Governor of the Bank of Japan Haruhiko Kuroda arrives at its headquarters in Tokyo Tuesday, Jan. 31, 2017. Japan's central bank wrapped up its first board meeting of the year on Tuesday with a decision to keep its ultra-loose monetary policy unchanged, though it upgraded its growth forecasts for the world's third-largest economy. (Kazushi Kurihara/Kyodo News via AP)

TOKYO — Japan's central bank wrapped up its first board meeting of the year on Tuesday with a decision to keep its ultra-loose monetary policy unchanged, though it upgraded its growth forecasts for the world's third-largest economy.

The Bank of Japan cited easy lending conditions, rising exports and stronger government and corporate spending, in part linked to the 2020 Tokyo Olympics, as reasons to expect a more robust recovery, despite recent weakness in consumption and investment.

It forecast the economy will grow at a 1.4 percent annual pace in the current fiscal year, which ends March 31, up from an earlier estimate of 1.0 percent. It expects 1.5 percent growth in the coming fiscal year, up from the earlier 1.3 percent forecast.

The government reported Tuesday that industrial output rose in December, helped by strength in manufacturing of passenger cars and auto parts, though the 0.5 percent month-on-month increase was slower November's 1.5 percent expansion.

Part of that improvement is due to a weakening in the Japanese yen against the dollar since the Nov. 8 U.S. presidential election, which has raised uncertainty over the future direction of U.S. policies.

The BOJ cited that as one of several risks beyond Japan's control. Others include Britain's plan to leave the European Union, China's economy and other "geopolitical risks."

Under BOJ Gov. Haruhiko Kuroda, the central bank is pumping tens of billions of dollars a year into the economy through purchases of government bonds and other assets. It also has made the benchmark interest rate minus 0.1 percent, to discourage banks from keeping money idle. The aim is to counter deflation and keep credit cheap, encouraging banks to lend and businesses to borrow more.

That formula, dubbed "Abenomics" for Prime Minister Shinzo Abe, has yielded mixed results. Growth has remained below expectations and inflation stuck near zero, stymieing efforts to "reflate" the economy and compel consumers and businesses to step up purchases to avoid future price hikes.
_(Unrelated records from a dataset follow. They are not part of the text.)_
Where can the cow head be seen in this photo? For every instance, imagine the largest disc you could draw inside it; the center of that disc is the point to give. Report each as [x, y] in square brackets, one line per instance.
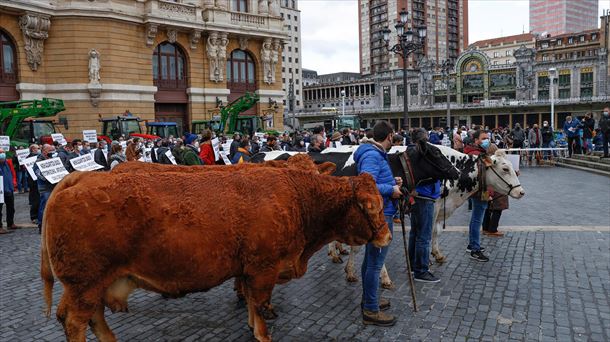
[365, 219]
[501, 175]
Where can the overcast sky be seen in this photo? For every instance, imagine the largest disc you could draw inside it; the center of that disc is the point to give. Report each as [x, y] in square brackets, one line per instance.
[329, 28]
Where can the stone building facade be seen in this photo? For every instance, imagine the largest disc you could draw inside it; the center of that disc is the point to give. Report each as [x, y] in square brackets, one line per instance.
[161, 60]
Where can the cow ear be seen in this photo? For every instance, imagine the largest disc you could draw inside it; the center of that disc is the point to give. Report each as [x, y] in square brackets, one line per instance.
[487, 161]
[327, 168]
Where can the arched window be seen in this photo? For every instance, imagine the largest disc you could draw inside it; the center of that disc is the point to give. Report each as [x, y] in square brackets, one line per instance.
[8, 69]
[169, 68]
[240, 70]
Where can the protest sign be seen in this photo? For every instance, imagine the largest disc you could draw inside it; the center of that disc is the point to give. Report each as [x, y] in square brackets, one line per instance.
[52, 169]
[21, 155]
[90, 135]
[225, 158]
[29, 165]
[171, 157]
[85, 163]
[216, 147]
[514, 159]
[59, 138]
[5, 142]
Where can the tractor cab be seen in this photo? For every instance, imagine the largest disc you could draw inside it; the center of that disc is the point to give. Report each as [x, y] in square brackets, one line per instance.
[347, 121]
[162, 129]
[123, 126]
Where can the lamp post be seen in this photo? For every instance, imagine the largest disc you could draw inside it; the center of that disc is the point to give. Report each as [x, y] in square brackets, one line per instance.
[410, 39]
[552, 77]
[446, 67]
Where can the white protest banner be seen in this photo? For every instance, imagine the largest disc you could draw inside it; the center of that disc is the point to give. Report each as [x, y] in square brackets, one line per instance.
[52, 169]
[514, 159]
[59, 138]
[90, 135]
[216, 147]
[171, 157]
[21, 155]
[5, 142]
[29, 165]
[225, 158]
[85, 163]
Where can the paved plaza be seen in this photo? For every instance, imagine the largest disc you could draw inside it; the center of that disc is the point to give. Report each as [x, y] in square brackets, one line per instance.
[548, 280]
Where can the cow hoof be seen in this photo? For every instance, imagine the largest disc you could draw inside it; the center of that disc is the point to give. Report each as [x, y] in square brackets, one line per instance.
[440, 259]
[387, 286]
[351, 279]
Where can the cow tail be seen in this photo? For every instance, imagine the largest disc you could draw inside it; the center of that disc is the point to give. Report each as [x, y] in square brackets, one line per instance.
[46, 273]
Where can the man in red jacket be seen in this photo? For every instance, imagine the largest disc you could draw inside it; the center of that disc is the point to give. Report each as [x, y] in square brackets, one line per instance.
[206, 152]
[9, 180]
[479, 204]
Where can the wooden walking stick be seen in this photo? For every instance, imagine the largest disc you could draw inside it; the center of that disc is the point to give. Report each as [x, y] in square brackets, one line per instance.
[402, 206]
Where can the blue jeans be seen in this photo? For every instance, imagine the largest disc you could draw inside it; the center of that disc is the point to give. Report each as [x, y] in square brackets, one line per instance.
[374, 258]
[44, 197]
[476, 220]
[422, 213]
Data for December showed an uptick in manufacturing output, which rose 0.5 percent from the month before but was a slower increase than the 1.5 percent month-on-month increase in November.

Household spending fell 1.5 percent from the year before in December, and 2.1 percent from the previous month, despite a 2.3 percent increase in average real income, which partly resulted from bonuses traditionally paid twice a year in Japan.

"The continued weakness of household spending and consumption in general is puzzling," Masamichi Adachi of JPMorgan in Tokyo said in a research note. "However, we might have understated drags to consumption; concerns of senior people who have no labor income."

He noted that spending in households of those over age 60 fell in December, which spending of younger households rose slightly.

The aging and shrinking of Japan's population is countering efforts by the central bank and government to rekindle demand and sustain stronger levels of growth, said Bill Adams, an economist with The PNC Financial Services Group.

Even though Japanese businesses are increasingly short-handed — some fast-food outlets and convenience stores have stopped operating round-the-clock due to a lack of staff — wages are just not rising, and families tend not to spend more than they have to.

Japan's unemployment rate remained steady at 3.1 percent in December, and averaged that level for all of 2016, the lowest in 22 years. The number of jobs available to job seekers rose to 1.43, the highest level since 1991.

"Japan's shrinking labor market means that even with real GDP growth of barely more than 1.0 percent, its economy is growing above potential, tightening the labor market," he said. But "Offsetting a labor market that is cyclically hot and getting hotter is Japan's incredibly weak demographic makeup."